Sugato Sengupta Sugato Sengupta - 4 months ago 11
PHP Question

undefined public member variables getting initialized?

I am surely going to get flamed for asking this but I need to clear my doubts. So, I don't mind getting some negative votes to begin with. I am in a paradox with the following code snippet and I am not sure what to call it.

I have defined a very simple class which has no public member variables yet. Now, in the constructor I am taking an array of values and initializing the members (which have not been defined yet) using a foreach loop like so:

error_reporting(E_ALL);
class Food{

function Food($construct){
foreach($construct as $key=>$value){
$this->$key = $value;
}

}


}
$food = new Food(array('name' => 'chicken' , 'unit' => 'kg' , 'calorie' => 10000));
var_dump($food);


I expected to see an error that the variables are not defined within the class, but to my surprise there wasn't any error! I dumped the object and I got the following output ( strange!)..

object(Food)[1]
public 'name' => string 'chicken' (length=7)
public 'unit' => string 'kg' (length=2)
public 'calorie' => int 10000


How is this even possible? Is it a safe practice f I do this? I want your pro opinion on this. Thanks a lot!

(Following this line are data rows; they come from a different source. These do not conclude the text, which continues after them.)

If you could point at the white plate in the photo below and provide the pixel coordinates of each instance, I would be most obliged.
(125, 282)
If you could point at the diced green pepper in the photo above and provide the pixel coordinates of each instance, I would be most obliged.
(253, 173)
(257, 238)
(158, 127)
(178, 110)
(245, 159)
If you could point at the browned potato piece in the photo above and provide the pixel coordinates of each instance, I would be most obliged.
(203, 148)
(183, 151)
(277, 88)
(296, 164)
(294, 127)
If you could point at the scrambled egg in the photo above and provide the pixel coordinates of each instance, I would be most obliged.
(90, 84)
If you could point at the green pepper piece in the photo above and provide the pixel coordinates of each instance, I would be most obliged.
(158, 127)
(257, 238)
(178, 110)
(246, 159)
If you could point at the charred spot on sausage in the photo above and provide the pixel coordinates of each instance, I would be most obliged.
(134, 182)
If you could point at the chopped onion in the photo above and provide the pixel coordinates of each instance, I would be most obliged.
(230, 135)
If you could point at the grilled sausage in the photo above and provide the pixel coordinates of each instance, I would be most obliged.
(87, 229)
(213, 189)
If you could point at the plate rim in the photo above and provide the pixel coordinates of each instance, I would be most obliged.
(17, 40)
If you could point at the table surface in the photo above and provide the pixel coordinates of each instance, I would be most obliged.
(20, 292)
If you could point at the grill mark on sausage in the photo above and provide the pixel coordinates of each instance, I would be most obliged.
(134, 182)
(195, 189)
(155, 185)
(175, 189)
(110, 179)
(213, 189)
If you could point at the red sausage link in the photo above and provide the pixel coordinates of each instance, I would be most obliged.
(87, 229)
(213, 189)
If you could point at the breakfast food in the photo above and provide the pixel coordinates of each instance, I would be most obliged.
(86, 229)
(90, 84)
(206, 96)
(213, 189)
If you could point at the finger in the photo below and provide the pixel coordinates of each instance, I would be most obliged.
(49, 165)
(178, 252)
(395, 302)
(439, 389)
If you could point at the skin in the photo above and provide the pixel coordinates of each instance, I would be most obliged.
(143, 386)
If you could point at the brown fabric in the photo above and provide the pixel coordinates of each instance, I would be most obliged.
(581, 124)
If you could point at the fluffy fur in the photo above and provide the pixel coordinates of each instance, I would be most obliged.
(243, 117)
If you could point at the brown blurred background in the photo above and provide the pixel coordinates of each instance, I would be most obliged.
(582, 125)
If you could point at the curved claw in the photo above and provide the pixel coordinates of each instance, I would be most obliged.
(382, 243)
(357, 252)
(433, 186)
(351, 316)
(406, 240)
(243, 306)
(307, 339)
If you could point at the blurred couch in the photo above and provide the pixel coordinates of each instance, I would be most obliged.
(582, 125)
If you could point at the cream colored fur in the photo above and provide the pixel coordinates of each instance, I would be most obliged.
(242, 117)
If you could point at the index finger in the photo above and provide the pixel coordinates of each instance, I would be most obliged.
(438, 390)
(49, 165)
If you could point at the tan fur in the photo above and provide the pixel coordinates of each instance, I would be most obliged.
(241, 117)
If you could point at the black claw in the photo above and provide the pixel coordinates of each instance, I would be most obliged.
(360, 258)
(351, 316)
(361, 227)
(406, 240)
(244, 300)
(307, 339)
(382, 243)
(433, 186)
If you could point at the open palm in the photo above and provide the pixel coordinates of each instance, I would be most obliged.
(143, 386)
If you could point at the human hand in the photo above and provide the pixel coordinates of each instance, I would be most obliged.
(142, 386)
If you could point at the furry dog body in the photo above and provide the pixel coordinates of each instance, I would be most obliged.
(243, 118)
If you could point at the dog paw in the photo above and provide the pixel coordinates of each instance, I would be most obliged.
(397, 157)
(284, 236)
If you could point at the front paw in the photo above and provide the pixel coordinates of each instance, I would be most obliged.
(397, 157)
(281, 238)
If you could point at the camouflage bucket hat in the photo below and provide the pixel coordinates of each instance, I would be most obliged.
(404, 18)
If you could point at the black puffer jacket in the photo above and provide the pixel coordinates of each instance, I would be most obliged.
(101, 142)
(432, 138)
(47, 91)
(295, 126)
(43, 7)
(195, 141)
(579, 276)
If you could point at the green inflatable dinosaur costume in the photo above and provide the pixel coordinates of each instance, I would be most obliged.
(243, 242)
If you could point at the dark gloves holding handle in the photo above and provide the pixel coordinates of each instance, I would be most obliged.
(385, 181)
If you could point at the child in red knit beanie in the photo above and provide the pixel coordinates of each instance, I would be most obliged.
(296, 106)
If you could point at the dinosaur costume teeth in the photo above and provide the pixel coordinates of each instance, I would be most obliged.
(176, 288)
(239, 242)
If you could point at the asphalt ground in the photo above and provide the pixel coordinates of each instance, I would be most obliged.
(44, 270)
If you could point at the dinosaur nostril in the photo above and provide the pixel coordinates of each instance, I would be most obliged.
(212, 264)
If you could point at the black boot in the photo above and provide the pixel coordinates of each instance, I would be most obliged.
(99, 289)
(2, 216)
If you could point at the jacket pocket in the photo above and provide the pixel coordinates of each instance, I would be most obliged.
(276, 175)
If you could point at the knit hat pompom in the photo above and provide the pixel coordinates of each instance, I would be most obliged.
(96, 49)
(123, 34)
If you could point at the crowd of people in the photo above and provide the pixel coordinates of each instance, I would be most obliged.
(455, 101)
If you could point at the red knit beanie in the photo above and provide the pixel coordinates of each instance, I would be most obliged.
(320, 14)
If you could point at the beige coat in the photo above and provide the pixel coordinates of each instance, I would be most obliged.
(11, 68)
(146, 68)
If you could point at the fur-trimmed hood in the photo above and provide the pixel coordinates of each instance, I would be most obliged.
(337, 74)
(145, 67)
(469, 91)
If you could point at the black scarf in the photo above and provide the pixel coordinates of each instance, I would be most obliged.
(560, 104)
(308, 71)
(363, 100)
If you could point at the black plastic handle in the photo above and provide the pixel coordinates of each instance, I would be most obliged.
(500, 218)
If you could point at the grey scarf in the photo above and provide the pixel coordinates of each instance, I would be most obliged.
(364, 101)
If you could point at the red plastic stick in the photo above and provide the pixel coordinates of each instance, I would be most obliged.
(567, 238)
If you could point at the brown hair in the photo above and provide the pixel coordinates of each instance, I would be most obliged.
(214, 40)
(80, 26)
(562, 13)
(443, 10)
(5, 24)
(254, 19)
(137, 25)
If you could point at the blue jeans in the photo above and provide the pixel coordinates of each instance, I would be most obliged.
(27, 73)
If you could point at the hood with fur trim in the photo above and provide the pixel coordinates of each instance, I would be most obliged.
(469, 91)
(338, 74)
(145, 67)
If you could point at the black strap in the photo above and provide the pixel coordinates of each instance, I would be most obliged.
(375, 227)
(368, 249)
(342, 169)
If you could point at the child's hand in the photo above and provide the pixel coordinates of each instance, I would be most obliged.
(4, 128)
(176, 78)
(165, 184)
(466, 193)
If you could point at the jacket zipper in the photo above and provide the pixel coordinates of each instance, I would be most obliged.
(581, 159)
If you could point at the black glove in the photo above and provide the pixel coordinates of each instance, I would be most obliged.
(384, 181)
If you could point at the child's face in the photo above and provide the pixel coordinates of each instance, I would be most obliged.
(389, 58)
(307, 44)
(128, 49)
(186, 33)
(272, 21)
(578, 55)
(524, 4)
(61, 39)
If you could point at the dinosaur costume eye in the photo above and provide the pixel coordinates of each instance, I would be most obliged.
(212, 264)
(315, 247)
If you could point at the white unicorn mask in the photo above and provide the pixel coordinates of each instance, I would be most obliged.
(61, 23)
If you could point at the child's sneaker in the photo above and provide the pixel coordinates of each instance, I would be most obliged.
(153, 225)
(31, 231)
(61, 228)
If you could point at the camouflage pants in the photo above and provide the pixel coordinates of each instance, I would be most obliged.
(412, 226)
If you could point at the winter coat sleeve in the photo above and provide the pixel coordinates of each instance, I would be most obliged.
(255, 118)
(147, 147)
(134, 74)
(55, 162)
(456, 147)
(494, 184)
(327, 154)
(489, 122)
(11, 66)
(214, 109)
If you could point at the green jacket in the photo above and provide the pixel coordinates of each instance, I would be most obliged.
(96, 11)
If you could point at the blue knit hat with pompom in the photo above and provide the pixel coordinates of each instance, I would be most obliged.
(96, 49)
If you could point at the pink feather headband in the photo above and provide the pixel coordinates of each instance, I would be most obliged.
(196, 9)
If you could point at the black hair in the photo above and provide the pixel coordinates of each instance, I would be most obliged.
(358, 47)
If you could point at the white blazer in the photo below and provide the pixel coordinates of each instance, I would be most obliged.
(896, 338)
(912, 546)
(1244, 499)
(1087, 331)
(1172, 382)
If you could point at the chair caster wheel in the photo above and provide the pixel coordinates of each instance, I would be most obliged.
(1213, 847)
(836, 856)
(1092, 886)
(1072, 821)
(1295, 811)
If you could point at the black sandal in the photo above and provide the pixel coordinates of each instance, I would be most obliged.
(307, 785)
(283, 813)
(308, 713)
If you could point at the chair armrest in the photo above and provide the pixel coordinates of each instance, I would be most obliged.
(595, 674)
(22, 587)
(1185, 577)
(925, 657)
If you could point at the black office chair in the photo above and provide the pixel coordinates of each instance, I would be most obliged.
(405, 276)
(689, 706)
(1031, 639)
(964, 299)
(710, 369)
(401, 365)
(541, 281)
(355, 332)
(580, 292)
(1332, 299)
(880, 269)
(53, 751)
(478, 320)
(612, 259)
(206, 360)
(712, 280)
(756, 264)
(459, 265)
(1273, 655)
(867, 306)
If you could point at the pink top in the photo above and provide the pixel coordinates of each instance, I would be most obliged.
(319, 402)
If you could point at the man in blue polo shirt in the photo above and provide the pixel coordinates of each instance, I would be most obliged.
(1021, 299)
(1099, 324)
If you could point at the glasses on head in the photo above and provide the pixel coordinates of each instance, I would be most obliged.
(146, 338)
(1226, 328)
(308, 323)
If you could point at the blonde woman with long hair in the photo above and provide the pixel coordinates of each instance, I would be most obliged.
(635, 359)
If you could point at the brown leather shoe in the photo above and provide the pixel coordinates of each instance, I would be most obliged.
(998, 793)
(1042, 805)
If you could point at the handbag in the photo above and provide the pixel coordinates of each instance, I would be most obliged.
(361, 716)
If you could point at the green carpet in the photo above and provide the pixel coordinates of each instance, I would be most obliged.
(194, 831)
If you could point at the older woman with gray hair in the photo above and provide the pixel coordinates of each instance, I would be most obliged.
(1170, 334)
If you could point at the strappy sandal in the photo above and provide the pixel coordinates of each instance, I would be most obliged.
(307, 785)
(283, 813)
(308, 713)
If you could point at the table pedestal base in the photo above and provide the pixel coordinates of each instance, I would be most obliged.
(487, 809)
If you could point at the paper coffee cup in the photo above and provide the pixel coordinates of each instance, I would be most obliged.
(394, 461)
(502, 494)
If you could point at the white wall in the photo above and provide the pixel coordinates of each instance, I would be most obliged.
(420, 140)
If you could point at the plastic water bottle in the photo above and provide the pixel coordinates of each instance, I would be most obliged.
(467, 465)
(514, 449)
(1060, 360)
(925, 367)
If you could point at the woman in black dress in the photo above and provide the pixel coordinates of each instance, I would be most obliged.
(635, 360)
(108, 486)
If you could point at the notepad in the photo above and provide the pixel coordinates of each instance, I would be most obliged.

By the way, my wamp has php version => 5.3.13

I hope this question lives upto the community standards, because I am utterly confused.

Answer

This is possible in PHP and is the default implementation unless you have stated otherwise (via __get() and __set()). Creating public members on the fly is possible only for the current instance, it does not create it for the class overall. And it's possible from inside the class or from outside (e.g. via the instance).

$food->smth = 100;

will create public smth

An empty __set() magic method can prevent this behavior

public function __set($name, $value) { }

For the second question:

It is not safe and using public members at all is not safe (unless you have really good reason for exposing your properties). The convention says you have to have mostly private/protected members with accessors for them. So you can have the controll for the class from inside the class rather than from the instance of it. And for many other reasons, including code reusability.